I've been watching a lot more television than usual. Decided to have a look at "Mad Men" when the BBC started re-running the series from the beginning, since everyone has been raving about it for years. In a similar situation, I never got beyond the first episode of "The Sopranos"; I've managed two weeks of this so far, but am not really hooked. Presumably it's being very post-modernist in that the (apparent) main protagonist isn't actually very likeable, but I'm oldfashioned enough to find this a barrier to being drawn in. The only person I really felt for was the immature Pete Campbell in the most recent (4th) episode; and I really can't identify with either...

"Sherlock", on the other hand, I unequivocally enjoyed. Benedict Cumberbatch is a performer whose career I've been watching with interest for some years (and I have -- somewhere -- the scrapbook clipping to prove it), so when the "Guardian" ran a big article trailing his appearance in a new TV series I was a little annoyed to discover that it was going to take place during the two weeks I was away! Managed to tape the second episode, and despite a slight disorientation during the opening scenes (who was who? where on earth are they? Watson in the supermarket?!) very soon found myself into the swing of things and thoroughly enjoying the cameraderie and wit.
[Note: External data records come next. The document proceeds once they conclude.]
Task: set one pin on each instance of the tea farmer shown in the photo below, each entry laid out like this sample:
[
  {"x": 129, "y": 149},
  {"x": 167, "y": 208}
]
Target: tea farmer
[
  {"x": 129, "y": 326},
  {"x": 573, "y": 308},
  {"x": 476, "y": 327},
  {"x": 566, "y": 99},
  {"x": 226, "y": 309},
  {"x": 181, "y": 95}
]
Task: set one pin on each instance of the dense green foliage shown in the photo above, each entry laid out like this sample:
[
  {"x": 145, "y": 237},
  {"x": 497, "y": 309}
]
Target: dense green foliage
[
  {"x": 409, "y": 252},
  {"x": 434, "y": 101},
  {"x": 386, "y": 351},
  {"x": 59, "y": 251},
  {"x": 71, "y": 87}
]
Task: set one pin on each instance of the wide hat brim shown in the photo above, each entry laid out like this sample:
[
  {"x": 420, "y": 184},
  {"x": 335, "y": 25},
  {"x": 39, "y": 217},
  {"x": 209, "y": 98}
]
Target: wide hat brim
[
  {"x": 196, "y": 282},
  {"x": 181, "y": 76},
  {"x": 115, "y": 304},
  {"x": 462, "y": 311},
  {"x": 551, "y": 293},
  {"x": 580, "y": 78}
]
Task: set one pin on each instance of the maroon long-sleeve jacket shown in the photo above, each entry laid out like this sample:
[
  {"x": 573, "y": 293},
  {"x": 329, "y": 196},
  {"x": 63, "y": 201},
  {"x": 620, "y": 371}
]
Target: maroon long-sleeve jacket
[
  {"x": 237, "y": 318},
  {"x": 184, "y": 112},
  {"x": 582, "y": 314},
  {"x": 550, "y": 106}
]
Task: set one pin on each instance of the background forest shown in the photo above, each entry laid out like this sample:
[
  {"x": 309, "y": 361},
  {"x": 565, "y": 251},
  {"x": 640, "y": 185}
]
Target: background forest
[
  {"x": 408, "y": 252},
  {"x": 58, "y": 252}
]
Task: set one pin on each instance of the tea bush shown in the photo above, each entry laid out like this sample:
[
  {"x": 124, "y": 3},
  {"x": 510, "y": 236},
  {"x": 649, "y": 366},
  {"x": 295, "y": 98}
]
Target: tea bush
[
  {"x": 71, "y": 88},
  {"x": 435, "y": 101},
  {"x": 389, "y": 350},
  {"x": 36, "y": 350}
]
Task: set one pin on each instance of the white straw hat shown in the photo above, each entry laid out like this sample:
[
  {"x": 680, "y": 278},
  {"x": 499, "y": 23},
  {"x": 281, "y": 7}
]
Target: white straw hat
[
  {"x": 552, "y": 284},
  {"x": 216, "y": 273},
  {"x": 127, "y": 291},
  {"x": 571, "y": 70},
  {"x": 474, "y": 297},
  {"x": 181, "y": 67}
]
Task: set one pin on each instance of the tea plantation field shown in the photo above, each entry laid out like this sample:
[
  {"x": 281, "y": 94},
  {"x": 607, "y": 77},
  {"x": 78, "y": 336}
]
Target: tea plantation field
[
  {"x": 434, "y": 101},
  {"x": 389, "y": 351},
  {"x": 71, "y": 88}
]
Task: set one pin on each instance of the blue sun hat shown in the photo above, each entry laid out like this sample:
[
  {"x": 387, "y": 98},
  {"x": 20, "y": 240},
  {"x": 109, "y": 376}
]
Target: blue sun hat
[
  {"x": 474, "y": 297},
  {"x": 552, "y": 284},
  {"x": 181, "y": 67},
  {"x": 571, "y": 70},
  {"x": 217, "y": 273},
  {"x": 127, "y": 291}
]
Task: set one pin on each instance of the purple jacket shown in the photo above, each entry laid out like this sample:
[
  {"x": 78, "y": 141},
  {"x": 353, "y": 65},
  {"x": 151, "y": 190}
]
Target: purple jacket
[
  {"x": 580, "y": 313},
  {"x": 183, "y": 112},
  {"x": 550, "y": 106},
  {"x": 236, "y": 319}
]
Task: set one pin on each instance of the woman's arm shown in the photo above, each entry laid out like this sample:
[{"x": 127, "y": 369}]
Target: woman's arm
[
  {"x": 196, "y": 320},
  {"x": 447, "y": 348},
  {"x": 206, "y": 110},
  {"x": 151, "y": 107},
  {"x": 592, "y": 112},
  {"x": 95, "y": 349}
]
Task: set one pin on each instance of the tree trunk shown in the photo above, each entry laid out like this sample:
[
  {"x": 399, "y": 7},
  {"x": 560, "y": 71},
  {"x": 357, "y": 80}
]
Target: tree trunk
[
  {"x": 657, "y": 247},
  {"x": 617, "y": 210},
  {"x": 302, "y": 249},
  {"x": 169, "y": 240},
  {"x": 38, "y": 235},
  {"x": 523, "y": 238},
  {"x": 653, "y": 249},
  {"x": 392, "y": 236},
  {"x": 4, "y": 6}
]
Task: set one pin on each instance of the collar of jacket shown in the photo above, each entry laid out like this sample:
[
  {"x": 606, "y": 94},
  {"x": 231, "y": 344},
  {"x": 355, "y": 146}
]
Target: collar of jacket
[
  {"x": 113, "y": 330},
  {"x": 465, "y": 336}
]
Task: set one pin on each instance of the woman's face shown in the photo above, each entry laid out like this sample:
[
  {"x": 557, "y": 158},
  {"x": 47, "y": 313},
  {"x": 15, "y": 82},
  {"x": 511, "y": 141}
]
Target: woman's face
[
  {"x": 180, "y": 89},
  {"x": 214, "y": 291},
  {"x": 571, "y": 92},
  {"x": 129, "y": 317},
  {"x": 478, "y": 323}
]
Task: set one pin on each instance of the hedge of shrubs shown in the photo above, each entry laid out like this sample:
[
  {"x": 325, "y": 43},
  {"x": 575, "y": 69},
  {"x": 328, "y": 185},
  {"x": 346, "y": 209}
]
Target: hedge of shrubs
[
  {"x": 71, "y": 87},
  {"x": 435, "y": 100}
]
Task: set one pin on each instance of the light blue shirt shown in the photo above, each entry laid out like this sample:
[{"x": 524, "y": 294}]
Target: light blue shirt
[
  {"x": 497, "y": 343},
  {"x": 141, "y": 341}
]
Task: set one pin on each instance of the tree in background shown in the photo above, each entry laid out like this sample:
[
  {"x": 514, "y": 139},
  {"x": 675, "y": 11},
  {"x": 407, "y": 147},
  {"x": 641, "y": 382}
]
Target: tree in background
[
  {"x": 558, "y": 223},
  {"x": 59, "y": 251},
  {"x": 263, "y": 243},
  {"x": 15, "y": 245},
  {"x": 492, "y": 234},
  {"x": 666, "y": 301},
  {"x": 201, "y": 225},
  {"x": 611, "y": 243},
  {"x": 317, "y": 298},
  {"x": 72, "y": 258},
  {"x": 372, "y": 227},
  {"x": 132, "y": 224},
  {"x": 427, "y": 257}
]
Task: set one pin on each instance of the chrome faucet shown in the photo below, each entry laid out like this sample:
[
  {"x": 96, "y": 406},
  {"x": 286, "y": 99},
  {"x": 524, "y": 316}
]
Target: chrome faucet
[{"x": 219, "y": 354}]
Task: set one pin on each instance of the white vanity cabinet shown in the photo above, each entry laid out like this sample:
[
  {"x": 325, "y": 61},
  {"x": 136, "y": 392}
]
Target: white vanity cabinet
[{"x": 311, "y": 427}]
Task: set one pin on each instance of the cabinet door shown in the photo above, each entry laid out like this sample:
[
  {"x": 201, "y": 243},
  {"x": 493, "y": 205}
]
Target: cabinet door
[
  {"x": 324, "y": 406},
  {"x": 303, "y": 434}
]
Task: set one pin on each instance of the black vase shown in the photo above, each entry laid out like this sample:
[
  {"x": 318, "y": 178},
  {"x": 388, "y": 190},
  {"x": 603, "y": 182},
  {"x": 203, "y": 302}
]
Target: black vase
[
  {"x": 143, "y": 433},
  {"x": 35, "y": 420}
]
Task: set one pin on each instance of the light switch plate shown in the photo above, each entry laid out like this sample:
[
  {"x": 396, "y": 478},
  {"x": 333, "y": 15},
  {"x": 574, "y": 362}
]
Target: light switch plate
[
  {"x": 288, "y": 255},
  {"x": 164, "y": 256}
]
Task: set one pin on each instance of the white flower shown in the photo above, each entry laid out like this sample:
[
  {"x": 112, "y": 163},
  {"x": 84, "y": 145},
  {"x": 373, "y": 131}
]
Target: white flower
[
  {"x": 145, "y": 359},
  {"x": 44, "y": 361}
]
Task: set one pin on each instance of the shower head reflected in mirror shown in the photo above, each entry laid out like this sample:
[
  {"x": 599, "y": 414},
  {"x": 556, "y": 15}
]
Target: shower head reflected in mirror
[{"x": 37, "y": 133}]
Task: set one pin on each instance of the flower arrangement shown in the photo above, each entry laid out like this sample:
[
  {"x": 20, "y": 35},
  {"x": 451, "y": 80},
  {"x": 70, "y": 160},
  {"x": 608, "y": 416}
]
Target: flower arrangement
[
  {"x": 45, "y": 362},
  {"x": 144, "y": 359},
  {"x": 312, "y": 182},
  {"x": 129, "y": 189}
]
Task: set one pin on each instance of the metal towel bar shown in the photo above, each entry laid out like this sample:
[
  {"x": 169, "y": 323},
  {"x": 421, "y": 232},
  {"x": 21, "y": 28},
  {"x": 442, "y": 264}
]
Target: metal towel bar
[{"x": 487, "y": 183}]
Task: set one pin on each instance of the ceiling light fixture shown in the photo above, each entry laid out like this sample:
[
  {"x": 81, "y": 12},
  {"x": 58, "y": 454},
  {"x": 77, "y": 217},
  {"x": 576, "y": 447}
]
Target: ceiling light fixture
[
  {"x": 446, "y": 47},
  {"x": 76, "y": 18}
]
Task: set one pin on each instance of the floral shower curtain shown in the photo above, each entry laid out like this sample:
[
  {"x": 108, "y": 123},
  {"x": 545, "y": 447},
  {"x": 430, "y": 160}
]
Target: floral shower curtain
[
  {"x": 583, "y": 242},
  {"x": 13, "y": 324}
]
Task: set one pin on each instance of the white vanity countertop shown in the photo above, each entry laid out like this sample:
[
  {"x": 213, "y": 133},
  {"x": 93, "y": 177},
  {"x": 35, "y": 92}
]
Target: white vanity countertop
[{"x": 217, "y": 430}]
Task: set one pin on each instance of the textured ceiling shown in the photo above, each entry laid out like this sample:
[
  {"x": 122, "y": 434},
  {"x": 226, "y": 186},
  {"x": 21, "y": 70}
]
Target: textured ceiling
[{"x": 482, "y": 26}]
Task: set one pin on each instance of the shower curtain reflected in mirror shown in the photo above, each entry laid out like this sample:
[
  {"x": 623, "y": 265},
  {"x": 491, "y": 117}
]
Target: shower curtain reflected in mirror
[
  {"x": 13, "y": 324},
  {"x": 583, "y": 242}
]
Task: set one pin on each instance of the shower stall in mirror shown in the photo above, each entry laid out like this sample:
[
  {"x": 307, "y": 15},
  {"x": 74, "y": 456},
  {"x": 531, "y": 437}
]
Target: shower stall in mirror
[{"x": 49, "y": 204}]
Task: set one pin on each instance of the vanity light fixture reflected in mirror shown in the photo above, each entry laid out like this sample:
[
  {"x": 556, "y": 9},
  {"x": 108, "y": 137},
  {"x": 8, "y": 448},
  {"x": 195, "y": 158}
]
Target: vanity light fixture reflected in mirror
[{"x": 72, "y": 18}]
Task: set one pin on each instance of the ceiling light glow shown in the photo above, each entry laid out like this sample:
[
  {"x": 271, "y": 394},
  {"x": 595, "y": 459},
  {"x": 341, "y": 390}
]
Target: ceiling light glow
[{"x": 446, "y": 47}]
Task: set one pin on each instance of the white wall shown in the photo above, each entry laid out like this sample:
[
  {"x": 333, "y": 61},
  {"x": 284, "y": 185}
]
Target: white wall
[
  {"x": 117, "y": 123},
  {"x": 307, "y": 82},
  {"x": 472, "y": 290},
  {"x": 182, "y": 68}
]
I was inspired enough to go to some lengths to seek out the first episode, which I ultimately managed to watch in two chunks split across the transmission of the third, and currently last, screen adventure -- the latter, unfortunately, was something of a let-down (particularly as I'd been praising it to the skies in advance to everyone who would listen), with the ending undermined by a giggling Moriarty. But returning to the closing sections of the first episode reconfirmed my initial impression; this is potentially really, really good.

(And for once I get the satisfaction of watching the media raving about something I've actually seen and liked; usually I'm either alienated or utterly disconnected!)